There is a reduction in the long-term capital gains tax rate for head of household payers. They don't switch to the 15 percent rate until their taxable income reaches $54,100 in the 2021 tax year. It is just $40,400 for other single filers and $80,800 for married filers filing jointly, which is twice as much as for other single filers. In 2022, this 15% cutoff will rise to $55,800.
Dispensations from the Law
When a taxpayer and their qualified dependents are absent temporarily for "sickness, education, business, vacation, or military service," the IRS considers them to be residing in the same household. In other words, even if your child spends a portion of the year living away from home for school, you will still be eligible.
Additionally, there is a particular exception for those who provide for their dependent parents. Even if your parents don't live with you, they can still qualify as a qualifying person for the residence test as long as you can list them as a dependent and you pass the support test. More than half of the annual maintenance costs for their house must be covered by you.

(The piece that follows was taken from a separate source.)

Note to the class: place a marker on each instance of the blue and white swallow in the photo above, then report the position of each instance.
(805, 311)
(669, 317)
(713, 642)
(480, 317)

If you paid more than half the expense of keeping your parent in an assisted living facility or nursing home, you would also pass the qualifying dependent test.
Can a couple qualify together?
Due to the complexity of these regulations, it is conceivable for two taxpayers who were previously married to one another to each qualify as the head of household, provided they were divorced as of December 31 of the tax year or hadn't lived together since July 1.
Mary might keep up her own home. She spends the majority of the year with the child she and John share. She declares herself dependent on the child. She has a roommate to help her make ends meet. However, the roommate only covers roughly 25% of the household's annual costs. Mary covers the remaining 75%.
Mary is eligible to be the head of the home. She passes both the support exam and the qualifying dependent test. Due to their breakup, she and John are "considered unmarried" by the IRS. On June 1, they moved into separate homes. After that, they never shared a home again.
John is the lone resident. He covers all of his household costs in full. Additionally, he covered more than half the annual expense of his mother's nursing home stay. John is also eligible to be the head of the home. He is regarded as single, and because he takes care of his mother, he satisfies both the qualifying dependent test and the support test.
Questions and Answers (FAQs)
What distinguishes a head of household from someone who is single?
Both single filers and the head of household are unmarried taxpayers. But there are some significant variations. Single filers receive fewer tax benefits than those who file as the head of household and are not required to show that they are supporting qualified dependents.
What happens if two people both declare themselves the head of the household?
A head of household claim cannot be made by two divorced parents with the same dependents. Both returns won't be accepted by the IRS. If more than one taxpayer requests this status for the same qualified dependents, both taxpayers may be subject to a penalty.
How can you show the IRS that you are the head of the household?
The IRS accepts a variety of documentation to demonstrate that you meet each of the three conditions to qualify as a head of household.